The 6502 is not very different with a very small number of registers and Zero Page being used for most of what a modern machine would use registers for. For example (unlike the Z80) there is no register-to-register add or subtract or compare -- you can only add/sub/cmp/and/or/xor a memory location to the accumulator. Also, pointers can only be done using a pair of adjacent Zero Page locations.
As long as you were using data in those in-RAM registers the TI-99/4 was around four times faster than a 1 MHz 6502 for 16 bit arithmetic -- and with a single 2-byte instruction doing what needed 7 instructions and 13 bytes of code on 6502 -- and it was also twice as fast on 8 bit arithmetic.
It was just the cheap-ass main memory (and I/O) implementation that crippled it.
Yep, but it lacks a MMU so memory protection and paging are going to require a lot of work. I think the only reason this is feasible at all is they're running the OS out of a ROM cartridge.
Well, it has 256 bytes of RAM which is basically a really big register file, and everything else goes in the 16kb of "video RAM" which you can read and write by poking at I/O registers. So it is not easy to program.
It's arguably the only 8-bit computer which has a really different architecture from the others. You could otherwise imagine pulling the SID chip off a C-64 and putting it on a TRS-80 Color Computer etc.

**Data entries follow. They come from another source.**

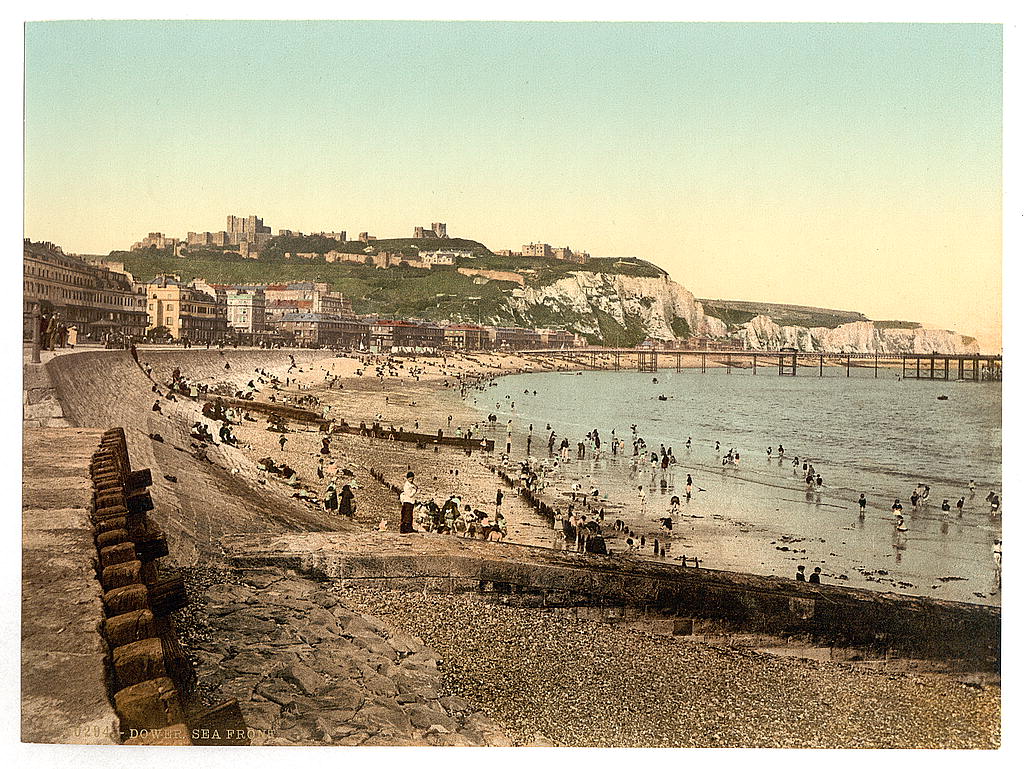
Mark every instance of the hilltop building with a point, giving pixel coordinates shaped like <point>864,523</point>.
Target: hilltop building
<point>545,251</point>
<point>159,241</point>
<point>436,258</point>
<point>249,229</point>
<point>438,230</point>
<point>207,239</point>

Sharing the main RAM with video was a weak point in computers of that time period because the video system stole many of the memory access cycles. Some recent retrocomputers that revisit that period like
https://www.c64-wiki.com/wiki/Commander_X16
have a full-size memory bank and a video RAM memory bank which is accessed through a port which can be pretty efficient because you can auto-incremement the address register and just write 1 byte to the port to write 1 byte to video RAM and repeat.